Fri, Aug 15, 2003 - Page 5 News List

Golden Triangle museum portrays history of opium


Nestled in the heart of Southeast Asia's infamous Golden Triangle region, a gleaming new museum portraying the chequered global history of opium is about to open its doors to the public.

The 400-million baht (US$9.5 million) Hall of Opium, built amid mountains that a decade or two ago were covered with the intense red blush of opium poppies, will take visitors through the 5,000-year-old story of opium when it opens in October.

"Drugs are a global issue; it's not about the Golden Triangle," says Disnadda Diskul, secretary-general of the Mae Fah Luang Foundation which established the museum.

A 130m underground tunnel leading to the hall, softly lit and emblazoned with sculpted scenes of souls tortured through the abuse of opium and its derivative heroin, gives visitors a taste of the journey to follow.

Using a variety of state-of-the-art multimedia, visitors are taken back to opium's first appearance in ancient Sumerian texts, to the British-Chinese Opium Wars, the coining of the term Golden Triangle in 1971, and the spread of heroin as the West's illicit drug of choice.

Walk through a replica of a British clipper ship used to carry opium from India to China, where it was exchanged mostly for tea -- to feed another addiction growing in the well-heeled salons of London.

And observe how opium was prepared to be served at the thriving opium dens of the 19th century, catering to both rich and poor, and take a whiff of the drug's rich scent.

Snippets of information are divulged along the way: heroin was believed by its creators not to be addictive; opium was legal in Thailand only for the ethnic Chinese; the global trade in illegal drugs was worth an estimated US$400 billion in 2000.

Matter-of-fact presentations allow visitors to judge for themselves how the rituals and romanticism associated with opium-smoking could have led to addiction.

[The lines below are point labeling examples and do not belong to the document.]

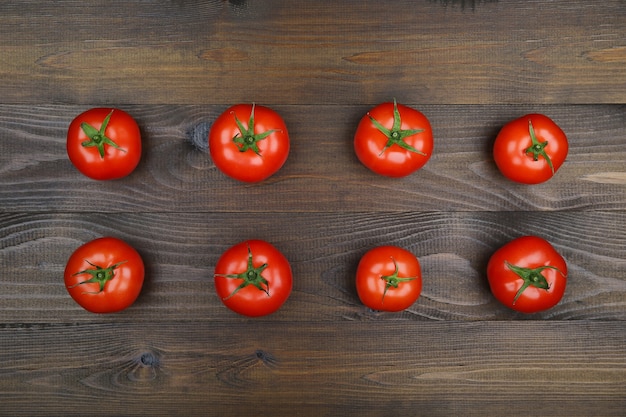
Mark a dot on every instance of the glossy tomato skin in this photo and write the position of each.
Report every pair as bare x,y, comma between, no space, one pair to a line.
381,262
252,301
248,165
527,252
394,161
514,139
117,162
120,291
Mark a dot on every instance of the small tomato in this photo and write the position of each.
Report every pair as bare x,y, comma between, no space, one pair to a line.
104,275
253,278
388,278
530,149
104,143
527,275
249,143
393,140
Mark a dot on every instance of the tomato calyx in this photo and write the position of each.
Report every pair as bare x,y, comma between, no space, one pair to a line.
531,276
251,276
98,138
394,280
396,135
247,139
537,148
98,274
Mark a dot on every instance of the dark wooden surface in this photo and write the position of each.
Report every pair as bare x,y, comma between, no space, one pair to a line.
470,66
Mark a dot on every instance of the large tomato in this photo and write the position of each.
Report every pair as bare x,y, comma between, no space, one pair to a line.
388,278
530,149
249,143
104,275
527,274
104,143
393,140
253,278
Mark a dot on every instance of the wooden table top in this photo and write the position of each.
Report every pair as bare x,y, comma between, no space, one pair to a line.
470,66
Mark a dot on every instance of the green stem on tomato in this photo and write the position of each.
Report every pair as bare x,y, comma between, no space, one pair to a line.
396,135
537,148
394,280
251,276
98,138
531,277
98,274
247,139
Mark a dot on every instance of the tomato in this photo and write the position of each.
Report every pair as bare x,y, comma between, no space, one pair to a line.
388,278
249,151
104,143
530,149
104,275
393,140
527,275
253,278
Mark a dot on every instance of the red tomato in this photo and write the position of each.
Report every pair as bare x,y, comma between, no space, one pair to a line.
527,275
249,143
388,278
530,149
393,140
104,275
253,278
104,143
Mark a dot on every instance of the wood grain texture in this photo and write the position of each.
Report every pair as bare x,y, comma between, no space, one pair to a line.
354,51
180,251
174,175
213,369
175,65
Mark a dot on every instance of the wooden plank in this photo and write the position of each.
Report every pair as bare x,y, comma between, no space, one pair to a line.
180,251
561,369
155,52
175,176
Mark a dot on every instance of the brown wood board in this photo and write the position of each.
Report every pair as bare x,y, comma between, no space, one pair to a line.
470,66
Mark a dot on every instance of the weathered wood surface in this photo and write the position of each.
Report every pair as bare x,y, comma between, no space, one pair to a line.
181,250
470,66
322,172
319,52
347,369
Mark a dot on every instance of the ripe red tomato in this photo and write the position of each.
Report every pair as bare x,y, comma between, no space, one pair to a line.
104,275
253,278
249,143
530,149
104,143
527,275
388,278
393,140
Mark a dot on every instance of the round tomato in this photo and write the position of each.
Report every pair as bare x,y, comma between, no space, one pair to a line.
527,275
388,278
104,275
104,143
249,143
393,140
530,149
253,278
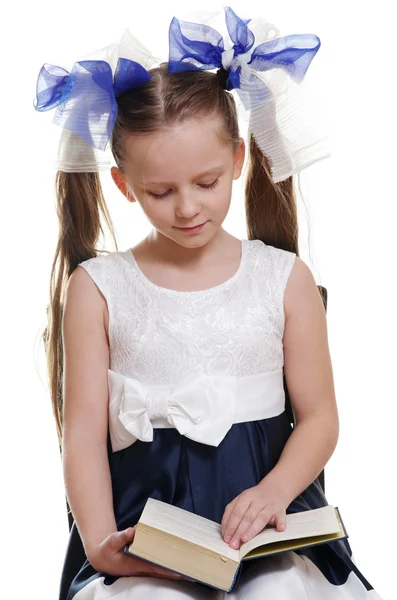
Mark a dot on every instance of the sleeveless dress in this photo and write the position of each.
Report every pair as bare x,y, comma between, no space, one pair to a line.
197,416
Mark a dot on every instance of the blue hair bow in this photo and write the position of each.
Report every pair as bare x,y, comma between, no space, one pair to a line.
195,46
85,98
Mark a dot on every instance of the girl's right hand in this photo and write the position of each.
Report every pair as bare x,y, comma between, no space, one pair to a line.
109,558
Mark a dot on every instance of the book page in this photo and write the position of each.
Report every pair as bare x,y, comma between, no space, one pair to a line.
319,521
188,526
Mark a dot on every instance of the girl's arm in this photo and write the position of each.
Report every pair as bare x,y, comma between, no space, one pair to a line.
85,457
309,377
84,443
308,372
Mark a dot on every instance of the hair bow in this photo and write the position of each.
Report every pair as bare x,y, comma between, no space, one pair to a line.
86,97
279,104
195,46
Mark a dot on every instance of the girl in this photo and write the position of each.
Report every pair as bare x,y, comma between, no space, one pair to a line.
174,350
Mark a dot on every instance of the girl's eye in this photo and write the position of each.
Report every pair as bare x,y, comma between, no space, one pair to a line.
205,186
209,186
163,195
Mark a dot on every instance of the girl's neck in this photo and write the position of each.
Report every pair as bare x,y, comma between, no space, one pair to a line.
157,247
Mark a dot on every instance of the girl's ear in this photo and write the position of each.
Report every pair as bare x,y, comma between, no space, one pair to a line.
121,183
239,159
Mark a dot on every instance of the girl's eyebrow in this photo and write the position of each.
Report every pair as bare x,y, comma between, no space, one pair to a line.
207,172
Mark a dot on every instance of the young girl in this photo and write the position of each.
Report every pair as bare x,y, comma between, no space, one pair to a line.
174,350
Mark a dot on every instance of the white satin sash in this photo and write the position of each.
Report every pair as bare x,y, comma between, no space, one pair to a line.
201,407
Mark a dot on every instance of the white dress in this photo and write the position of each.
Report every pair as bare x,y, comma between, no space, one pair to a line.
196,416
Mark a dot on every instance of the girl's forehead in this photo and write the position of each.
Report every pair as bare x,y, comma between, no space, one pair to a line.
192,147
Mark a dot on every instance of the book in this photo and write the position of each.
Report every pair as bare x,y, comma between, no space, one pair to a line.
191,545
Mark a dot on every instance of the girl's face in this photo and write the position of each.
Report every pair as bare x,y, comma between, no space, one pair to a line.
182,177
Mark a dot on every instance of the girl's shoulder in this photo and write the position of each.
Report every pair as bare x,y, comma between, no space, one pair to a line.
271,258
107,268
105,259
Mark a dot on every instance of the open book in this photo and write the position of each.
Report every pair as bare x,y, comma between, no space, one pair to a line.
193,546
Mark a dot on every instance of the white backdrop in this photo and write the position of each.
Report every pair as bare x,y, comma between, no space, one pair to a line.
350,200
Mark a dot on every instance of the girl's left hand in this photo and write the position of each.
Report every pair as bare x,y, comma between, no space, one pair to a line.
250,512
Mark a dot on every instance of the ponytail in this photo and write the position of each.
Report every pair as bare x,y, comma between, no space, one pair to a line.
80,204
270,207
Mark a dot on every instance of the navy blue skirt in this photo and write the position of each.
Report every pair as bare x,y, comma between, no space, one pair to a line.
202,479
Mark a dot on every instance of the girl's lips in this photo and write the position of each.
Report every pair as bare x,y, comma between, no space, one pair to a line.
192,229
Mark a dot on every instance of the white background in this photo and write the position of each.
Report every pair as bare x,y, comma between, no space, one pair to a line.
350,200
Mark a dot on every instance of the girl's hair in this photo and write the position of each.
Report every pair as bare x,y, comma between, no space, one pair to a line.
167,99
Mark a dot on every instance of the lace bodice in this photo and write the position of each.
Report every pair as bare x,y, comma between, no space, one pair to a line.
160,336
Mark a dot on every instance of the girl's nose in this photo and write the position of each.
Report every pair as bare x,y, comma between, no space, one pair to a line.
187,206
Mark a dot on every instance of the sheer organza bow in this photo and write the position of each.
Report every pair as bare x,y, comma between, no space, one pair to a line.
85,98
195,46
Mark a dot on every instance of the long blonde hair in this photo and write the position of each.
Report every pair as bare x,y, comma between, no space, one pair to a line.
168,98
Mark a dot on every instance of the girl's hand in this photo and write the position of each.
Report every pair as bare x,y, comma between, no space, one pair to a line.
109,558
250,512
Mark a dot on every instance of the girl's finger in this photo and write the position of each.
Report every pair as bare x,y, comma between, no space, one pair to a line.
236,515
244,525
257,525
227,512
281,521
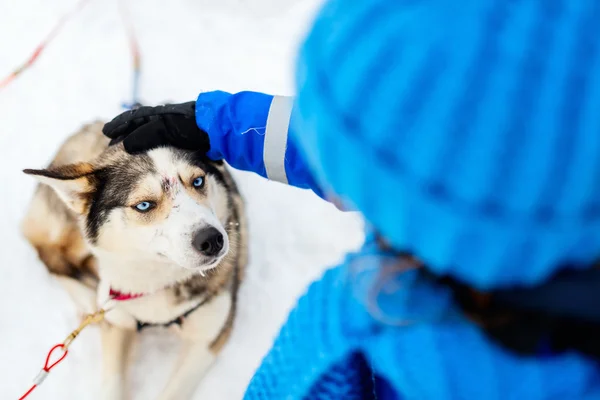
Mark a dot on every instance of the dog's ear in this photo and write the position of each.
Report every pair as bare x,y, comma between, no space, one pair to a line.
73,183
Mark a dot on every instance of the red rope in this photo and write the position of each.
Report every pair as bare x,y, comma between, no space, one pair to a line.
40,48
46,369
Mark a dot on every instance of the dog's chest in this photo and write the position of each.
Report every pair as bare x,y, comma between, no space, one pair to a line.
157,308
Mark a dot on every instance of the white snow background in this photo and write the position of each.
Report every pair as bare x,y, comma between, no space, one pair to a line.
187,46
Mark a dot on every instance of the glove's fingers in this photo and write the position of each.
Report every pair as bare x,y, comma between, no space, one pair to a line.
147,137
129,121
185,134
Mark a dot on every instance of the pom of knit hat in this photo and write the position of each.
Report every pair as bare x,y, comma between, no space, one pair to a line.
468,134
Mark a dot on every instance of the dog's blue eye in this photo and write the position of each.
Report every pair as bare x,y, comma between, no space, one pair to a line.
198,182
143,206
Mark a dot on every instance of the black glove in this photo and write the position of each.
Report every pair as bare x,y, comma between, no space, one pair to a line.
147,128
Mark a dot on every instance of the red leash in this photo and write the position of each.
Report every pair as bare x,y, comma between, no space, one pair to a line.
96,317
47,367
38,50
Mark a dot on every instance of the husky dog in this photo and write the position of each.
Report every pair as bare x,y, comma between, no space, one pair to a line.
161,236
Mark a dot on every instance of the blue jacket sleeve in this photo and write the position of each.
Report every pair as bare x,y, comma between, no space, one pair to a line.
252,132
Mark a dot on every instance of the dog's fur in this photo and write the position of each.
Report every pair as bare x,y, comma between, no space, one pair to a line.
83,223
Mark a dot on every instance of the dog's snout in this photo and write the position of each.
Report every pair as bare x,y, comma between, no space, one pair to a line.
208,241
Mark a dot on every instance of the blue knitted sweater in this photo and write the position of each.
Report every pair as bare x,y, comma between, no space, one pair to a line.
466,133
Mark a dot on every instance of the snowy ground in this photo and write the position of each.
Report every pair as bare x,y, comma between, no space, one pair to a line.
187,46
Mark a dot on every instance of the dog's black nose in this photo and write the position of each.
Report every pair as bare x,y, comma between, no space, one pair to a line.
208,241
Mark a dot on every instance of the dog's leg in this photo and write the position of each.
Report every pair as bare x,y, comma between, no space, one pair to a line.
116,343
200,330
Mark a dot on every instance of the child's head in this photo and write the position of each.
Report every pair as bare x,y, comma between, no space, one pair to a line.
468,135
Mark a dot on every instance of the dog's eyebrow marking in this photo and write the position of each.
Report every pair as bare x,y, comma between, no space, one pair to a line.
170,185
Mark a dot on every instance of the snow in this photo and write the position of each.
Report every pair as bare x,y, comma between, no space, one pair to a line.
187,46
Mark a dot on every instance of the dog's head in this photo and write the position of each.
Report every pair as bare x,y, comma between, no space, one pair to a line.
165,205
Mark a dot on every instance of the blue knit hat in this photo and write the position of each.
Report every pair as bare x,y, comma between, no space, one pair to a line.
467,133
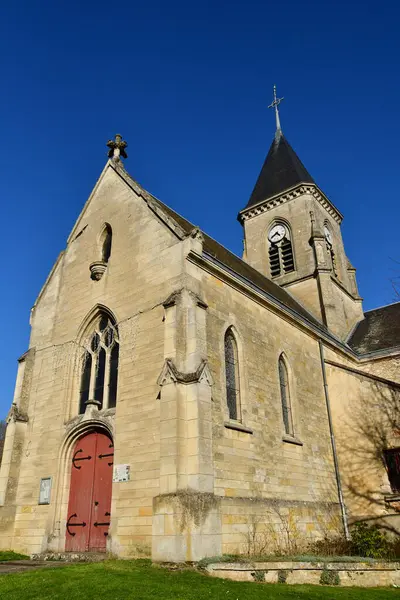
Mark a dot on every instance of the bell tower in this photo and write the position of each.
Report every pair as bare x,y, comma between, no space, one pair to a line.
293,235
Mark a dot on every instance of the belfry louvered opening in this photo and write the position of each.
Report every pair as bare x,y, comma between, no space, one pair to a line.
100,365
280,251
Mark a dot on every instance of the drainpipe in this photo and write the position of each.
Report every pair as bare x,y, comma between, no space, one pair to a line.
335,458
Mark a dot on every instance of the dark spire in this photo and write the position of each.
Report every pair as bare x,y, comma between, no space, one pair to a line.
281,170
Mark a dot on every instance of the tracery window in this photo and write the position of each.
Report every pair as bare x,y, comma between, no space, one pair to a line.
280,251
285,396
232,375
99,376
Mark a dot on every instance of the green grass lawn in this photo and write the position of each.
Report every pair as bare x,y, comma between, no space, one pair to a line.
138,580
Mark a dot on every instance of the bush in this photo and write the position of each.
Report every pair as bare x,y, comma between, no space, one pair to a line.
370,541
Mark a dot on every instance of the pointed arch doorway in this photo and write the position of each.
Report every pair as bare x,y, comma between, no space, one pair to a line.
89,506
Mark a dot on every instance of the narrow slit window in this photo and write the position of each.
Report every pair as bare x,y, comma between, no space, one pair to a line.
392,460
280,250
232,376
99,376
285,397
85,381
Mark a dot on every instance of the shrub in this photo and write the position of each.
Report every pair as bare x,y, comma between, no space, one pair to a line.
369,541
329,577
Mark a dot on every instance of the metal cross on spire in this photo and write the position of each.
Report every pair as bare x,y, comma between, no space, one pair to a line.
117,148
276,102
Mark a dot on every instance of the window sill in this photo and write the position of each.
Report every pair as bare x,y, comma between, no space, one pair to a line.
290,439
236,426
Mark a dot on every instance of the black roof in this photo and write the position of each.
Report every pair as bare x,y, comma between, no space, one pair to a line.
379,330
281,170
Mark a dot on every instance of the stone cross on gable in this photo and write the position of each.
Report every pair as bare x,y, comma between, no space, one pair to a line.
274,104
117,148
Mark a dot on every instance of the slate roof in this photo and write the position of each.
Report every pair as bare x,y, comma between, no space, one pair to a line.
379,330
281,170
243,269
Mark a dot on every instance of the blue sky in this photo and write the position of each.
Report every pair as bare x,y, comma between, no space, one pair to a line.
188,85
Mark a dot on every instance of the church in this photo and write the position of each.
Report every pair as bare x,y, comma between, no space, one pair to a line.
178,401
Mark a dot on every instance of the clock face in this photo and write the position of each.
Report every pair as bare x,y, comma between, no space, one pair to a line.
328,235
277,233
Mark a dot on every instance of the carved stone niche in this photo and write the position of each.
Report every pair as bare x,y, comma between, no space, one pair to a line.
97,270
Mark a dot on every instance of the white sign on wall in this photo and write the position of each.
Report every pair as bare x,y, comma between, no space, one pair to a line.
121,473
45,490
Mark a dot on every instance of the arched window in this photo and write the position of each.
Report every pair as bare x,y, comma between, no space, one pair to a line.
106,241
280,251
285,396
100,365
232,375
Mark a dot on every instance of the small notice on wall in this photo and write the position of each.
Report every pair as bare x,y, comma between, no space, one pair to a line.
121,473
45,489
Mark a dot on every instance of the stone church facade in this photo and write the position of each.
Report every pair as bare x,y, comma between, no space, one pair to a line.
179,401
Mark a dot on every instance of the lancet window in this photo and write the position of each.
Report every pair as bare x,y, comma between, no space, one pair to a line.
106,242
100,358
285,396
232,375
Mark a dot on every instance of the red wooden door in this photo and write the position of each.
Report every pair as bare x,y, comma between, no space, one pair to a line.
89,504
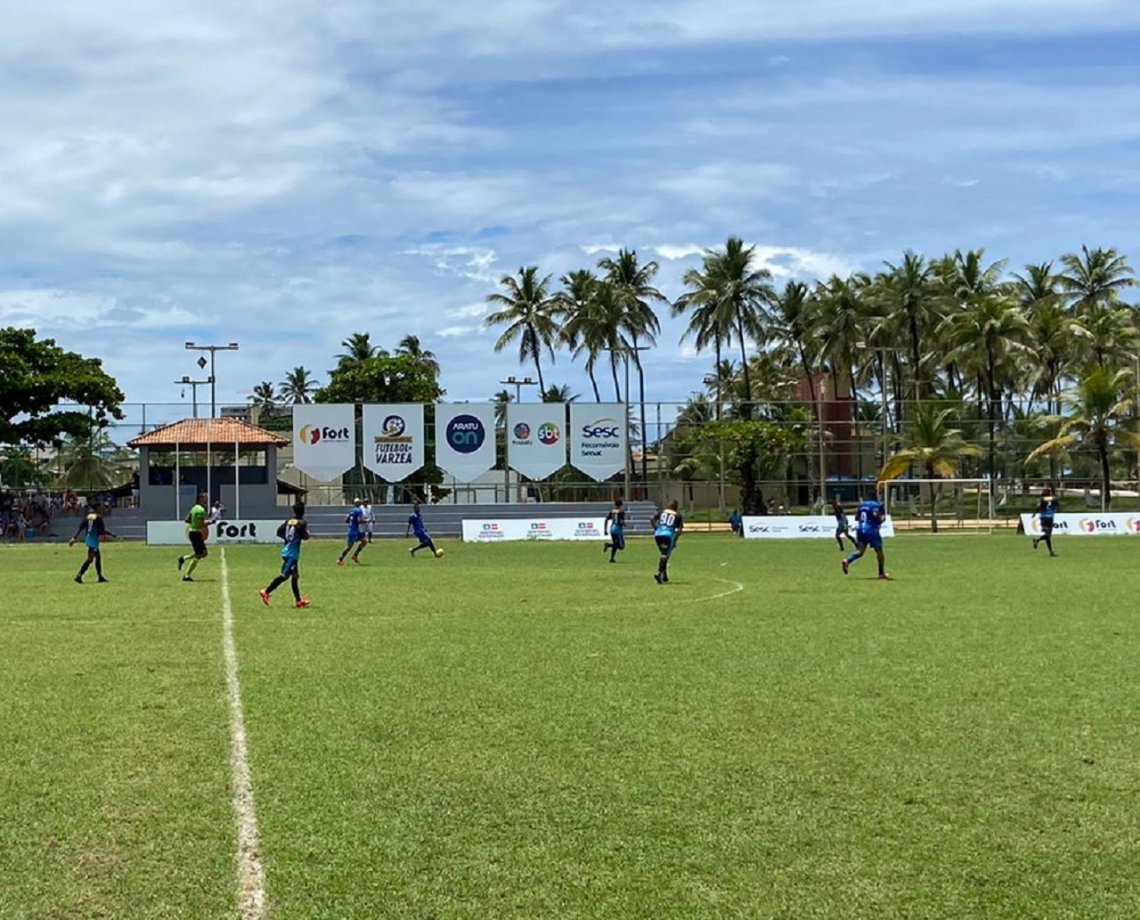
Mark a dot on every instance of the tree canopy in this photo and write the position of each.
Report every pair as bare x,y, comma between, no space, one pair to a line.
39,376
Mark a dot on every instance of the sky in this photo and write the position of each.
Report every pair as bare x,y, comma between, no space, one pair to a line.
286,173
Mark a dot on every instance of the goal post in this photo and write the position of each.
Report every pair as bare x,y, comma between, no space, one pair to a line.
939,505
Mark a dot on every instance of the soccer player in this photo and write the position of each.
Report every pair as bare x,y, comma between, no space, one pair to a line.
293,531
667,526
416,523
615,528
841,528
1044,512
868,520
366,520
197,527
95,529
355,535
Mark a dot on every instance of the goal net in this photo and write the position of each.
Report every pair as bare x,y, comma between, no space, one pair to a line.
941,505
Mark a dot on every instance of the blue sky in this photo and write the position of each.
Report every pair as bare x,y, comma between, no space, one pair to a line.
285,173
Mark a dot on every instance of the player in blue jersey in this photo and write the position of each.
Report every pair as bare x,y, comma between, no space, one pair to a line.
841,527
615,528
667,526
868,520
416,524
94,529
293,532
1045,512
356,539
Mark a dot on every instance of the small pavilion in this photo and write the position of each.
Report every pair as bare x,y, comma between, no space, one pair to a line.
227,458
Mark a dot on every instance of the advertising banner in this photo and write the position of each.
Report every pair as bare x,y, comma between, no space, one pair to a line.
1091,524
324,439
221,532
536,444
597,438
393,439
799,527
501,530
465,439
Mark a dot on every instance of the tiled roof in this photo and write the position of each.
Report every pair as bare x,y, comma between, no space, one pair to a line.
198,432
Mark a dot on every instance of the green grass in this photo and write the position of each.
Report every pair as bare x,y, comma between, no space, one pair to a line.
524,731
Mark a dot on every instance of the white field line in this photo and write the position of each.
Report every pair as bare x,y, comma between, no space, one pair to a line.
251,873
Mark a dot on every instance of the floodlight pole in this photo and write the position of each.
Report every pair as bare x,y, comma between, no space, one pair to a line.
213,376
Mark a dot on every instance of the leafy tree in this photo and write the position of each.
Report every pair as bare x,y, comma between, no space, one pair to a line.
1098,407
530,315
633,284
381,379
934,446
298,387
263,396
410,347
752,450
555,393
37,377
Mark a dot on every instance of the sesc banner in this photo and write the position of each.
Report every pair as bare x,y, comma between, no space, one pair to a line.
324,439
536,444
393,439
597,438
465,439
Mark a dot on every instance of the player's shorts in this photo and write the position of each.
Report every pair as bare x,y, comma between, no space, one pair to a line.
197,543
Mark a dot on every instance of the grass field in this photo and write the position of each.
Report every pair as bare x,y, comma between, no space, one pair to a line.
523,731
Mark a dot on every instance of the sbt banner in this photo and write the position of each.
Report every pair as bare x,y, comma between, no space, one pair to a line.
799,527
503,529
1092,524
221,532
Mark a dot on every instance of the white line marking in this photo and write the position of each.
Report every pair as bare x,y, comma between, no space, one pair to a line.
251,872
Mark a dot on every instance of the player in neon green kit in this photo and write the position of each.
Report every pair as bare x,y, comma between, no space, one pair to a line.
196,529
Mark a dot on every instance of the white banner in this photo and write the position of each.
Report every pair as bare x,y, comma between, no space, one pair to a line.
503,529
221,532
465,439
597,438
797,527
1091,524
536,444
393,439
324,439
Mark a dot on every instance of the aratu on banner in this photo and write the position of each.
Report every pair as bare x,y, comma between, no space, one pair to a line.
465,439
324,439
536,442
597,438
393,439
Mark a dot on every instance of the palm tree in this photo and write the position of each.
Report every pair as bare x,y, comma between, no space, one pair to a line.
357,348
409,348
581,330
298,387
88,462
1098,405
933,445
1094,277
263,396
555,393
633,284
529,312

The beautiful opium-smoking accoutrements on display, including pipes, pipe bowls, weights and pillows, show opium-smoking was seen a refined and tasteful practice -- at least at the outset.

Other exhibits show the desperation associated with drugs, such as the ingenious methods traffickers have employed to move their illicit cargo: soaking T-shirts in a heroin solution and drying before transporting, or mixing heroin with clay to form innocent-looking Buddhist amulets.

The positive side of the poppy crop is also highlighted -- in medicines and poppy-seed-sprinkled bagels, while tales of stars who have fallen victim to drug abuse are retold, such as that of River Phoenix who famously collapsed after a lethal night on heroin, cocaine, Valium and alcohol.

The long-gone world of illicit opium dens and antique paraphernalia are a world away from the region's latest drug problem: methamphetamine pills pumped out by the million in jungle laboratories along the Thai-Myanmar border.

Disnadda sees the museum as the fulfillment of a wish by Thailand's revered late Princess Mother -- the mother of reigning King Bhumibol Adulyadej -- to whom he was private secretary for nearly 20 years.

During a visit to the region he commented once that it was a pity the tourists traipsing to the Golden Triangle for a glimpse of its mythic past did not learn anything.

"We are branded, condemned, for being the producers of narcotics. And I said to her isn't it a pity that people learn nothing here? So she asked me could it be done, that people could learn something about the Golden Triangle?"